Baseline CD4 T cell counts or CD4 T cell recovery after six months of ART were not different between patients who developed TB-IRIS and those who did not. Earlier studies from South India  and Thailand  report similar findings. However, there are cohort studies from South Africa [7, 13] which report a definite association of development of TB-IRIS with low baseline CD4 counts. The reason for this difference is not clear. It may be a reflection of the overall low CD4 counts of the cohort of HIV-TB cases in this analysis.

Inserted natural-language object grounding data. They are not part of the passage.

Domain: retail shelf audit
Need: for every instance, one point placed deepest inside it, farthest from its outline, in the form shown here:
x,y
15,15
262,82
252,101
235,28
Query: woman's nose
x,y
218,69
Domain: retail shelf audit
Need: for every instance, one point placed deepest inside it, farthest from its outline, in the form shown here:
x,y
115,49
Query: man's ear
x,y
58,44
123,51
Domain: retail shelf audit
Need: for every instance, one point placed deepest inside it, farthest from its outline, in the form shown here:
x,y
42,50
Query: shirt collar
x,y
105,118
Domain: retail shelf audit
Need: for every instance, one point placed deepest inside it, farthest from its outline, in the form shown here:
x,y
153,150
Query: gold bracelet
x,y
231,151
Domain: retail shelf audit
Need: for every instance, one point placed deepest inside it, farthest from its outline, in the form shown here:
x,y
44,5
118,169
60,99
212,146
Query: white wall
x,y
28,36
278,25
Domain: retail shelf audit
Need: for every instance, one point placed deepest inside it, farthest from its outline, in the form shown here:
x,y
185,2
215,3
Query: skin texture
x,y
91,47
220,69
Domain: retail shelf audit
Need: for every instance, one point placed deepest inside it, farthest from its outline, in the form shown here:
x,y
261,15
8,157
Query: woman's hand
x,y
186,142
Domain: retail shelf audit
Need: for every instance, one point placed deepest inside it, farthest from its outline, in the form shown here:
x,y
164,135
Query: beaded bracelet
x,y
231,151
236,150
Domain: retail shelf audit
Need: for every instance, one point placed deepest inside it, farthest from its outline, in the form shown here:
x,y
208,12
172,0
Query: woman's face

In our study from North India, we report serious neurologic and pulmonary manifestations of IRIS, with poor outcomes in patients with extensive and disseminated disease. Neurological disease following initiation of ART due to inflammation associated with previously subclinical M. tuberculosis infection in the central nervous system (CNS) is of particular concern . In this study, we report 4 cases (31%) of meningitis TB-IRIS. They were receiving ATT for extensive TB disease, but had no evidence of CNS involvement at time ART initiation. Following development of meningitis, all four patients were hospitalized and received steroids, but three died. The mean CD4 cell count of three meningitis patients who died was higher as compared to the other two paradoxical TB IRIS patients who died (99 vs.34 cells/μl). The published literature on CNS TB IRIS is mostly restricted to a few case reports [14, 15]. A recent prospective case series from South Africa by Pepper et al, with a larger sample size (190 cases of TB IRIS) has reported neurologic TB-IRIS in 23 (12%) cases where also meningitis was the most common manifestation, followed by tuberculoma and myeloradiculopathy. In their study, Pepper et al also describe a low (70%) six month survival for neurologic TB-IRIS cases .

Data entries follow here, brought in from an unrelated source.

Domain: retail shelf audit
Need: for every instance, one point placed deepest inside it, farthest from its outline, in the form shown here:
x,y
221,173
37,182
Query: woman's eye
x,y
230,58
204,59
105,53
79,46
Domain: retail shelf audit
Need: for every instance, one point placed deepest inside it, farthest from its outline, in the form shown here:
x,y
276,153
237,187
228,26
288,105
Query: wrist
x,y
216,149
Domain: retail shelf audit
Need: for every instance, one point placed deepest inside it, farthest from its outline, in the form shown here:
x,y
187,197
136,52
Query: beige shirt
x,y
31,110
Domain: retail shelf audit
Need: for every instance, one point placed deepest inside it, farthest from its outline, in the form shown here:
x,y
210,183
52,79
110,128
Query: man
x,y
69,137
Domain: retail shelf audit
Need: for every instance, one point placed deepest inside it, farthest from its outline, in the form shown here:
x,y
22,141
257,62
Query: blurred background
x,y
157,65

Working under program conditions, our study was limited by non-availability of plasma viral loads. Also the sample size was inadequate to define risk factors for TB IRIS or draw statistical inferences in general. However it is a precise retrospective review of data, especially outcome data, from a referral TB hospital which cares for TB patients referred from all over north India.

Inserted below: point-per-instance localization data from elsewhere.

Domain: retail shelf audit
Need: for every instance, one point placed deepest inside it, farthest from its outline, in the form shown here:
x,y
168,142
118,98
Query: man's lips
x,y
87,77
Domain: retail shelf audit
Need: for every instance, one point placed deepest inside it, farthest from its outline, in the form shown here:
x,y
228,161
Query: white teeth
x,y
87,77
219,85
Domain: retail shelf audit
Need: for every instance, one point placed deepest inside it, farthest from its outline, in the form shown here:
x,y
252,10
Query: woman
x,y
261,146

In conclusion, similar to other regions of the world, paradoxical TB-IRIS is a frequent problem during concomitant ATT and ART in HIV-TB co infected patients from northern India and mostly occurs during the initial weeks of ART. Meningitis is a potentially life threatening manifestation of TB-IRIS. Future studies in areas with high prevalence of M. tuberculosis infection should therefore address the issue of how patients at risk of developing paradoxical CNS TB-IRIS might be identified.
The authors are grateful to the staff at the ART centre at LRS Institute of TB and RD. We also acknowledge Benjamin Oliver (University of Western Australia) and the Department of Biostatistics at LRS Institute of Tuberculosis and Respiratory Diseases, New Delhi for the statistical analyses.